Estupenda película de Peter Weir, con un inicio realmente arrollador (magnífica la secuencia, sin diálogo, en que Samuel identifica al asesino). Lástima que los subsiguientes desarrollo y desenlace no estén a la altura.
Se trata de la típica historia en la que un inspector duro y honrado ha de proteger al testigo de un asesinato. La cosa se complica cuando el caso salpica de corrupción a las altas esferas de la policía, y entonces nuestro protagonista (estupendamente interpretado por Harrison Ford, que obtuvo la única nominación al Oscar de toda su carrera), el pequeño testigo y su madre, se ven obligados a huir, ocultándose en la comunidad Amish de la que proceden.
A partir de ese momento, comienza la mejor parte de la película, en la que Weir despliega todo su talento: la descripción, absolutamente pormenorizada, del modo de vida Amish, el día a día de sus pacíficos miembros y la convivencia con sus ancestrales costumbres. Ford, elemento extraño en una comunidad que ha renunciado por completo a la violencia, va integrándose poco a poco y, de paso, se enamora de la madre del chico, viuda reciente interpretada por Kelly McGillis.
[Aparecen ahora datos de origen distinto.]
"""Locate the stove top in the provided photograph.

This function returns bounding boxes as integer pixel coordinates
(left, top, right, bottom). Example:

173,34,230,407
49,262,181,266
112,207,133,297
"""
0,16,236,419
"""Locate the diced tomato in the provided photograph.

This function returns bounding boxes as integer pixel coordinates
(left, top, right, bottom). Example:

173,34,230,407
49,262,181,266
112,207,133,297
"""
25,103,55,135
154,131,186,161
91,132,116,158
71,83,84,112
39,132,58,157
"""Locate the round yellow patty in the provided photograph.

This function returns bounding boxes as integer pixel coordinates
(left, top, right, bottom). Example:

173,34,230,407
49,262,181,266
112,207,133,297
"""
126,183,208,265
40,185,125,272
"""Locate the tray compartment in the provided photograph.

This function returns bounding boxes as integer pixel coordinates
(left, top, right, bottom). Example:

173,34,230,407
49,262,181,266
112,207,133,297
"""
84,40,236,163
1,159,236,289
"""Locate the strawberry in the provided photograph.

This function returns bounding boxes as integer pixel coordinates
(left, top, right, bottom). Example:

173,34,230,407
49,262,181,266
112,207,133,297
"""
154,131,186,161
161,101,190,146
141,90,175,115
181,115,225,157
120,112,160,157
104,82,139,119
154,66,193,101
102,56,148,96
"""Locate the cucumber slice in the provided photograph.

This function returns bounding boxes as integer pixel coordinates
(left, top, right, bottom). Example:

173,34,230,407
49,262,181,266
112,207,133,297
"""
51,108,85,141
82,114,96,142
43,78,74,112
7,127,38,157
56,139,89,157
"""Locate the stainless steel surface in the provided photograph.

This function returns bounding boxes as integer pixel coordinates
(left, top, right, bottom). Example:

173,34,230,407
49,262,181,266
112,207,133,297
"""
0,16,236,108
Precisamente, de ahí el problema del film: la historia de amor es tan bonita (en el buen sentido) y está tan bien insinuada y contada, a base de miradas cómplices y silencios culpables, que la trama policíaca va perdiendo interés progresivamente. El final, aunque bien rodado al más puro estilo
Salvaje Oeste, resulta un tanto apresurado y metido con calzador. Quizás con un poco más de desarrollo en el suspense y en algunos personajes, estaríamos hablando de un peliculón, pero se queda en cinta de notable alto.
Por cierto, atentos a la escena...
...en que Harrison Ford le rompe la nariz a un capullo que se burla de los amish.
No sé por qué, pero me impactó mucho; el meter esa brutalidad en un mundo tan idílico. Tremenda escena. Posiblemente, una de las mejores secuencias desmitificadoras de la violencia que jamás he visto.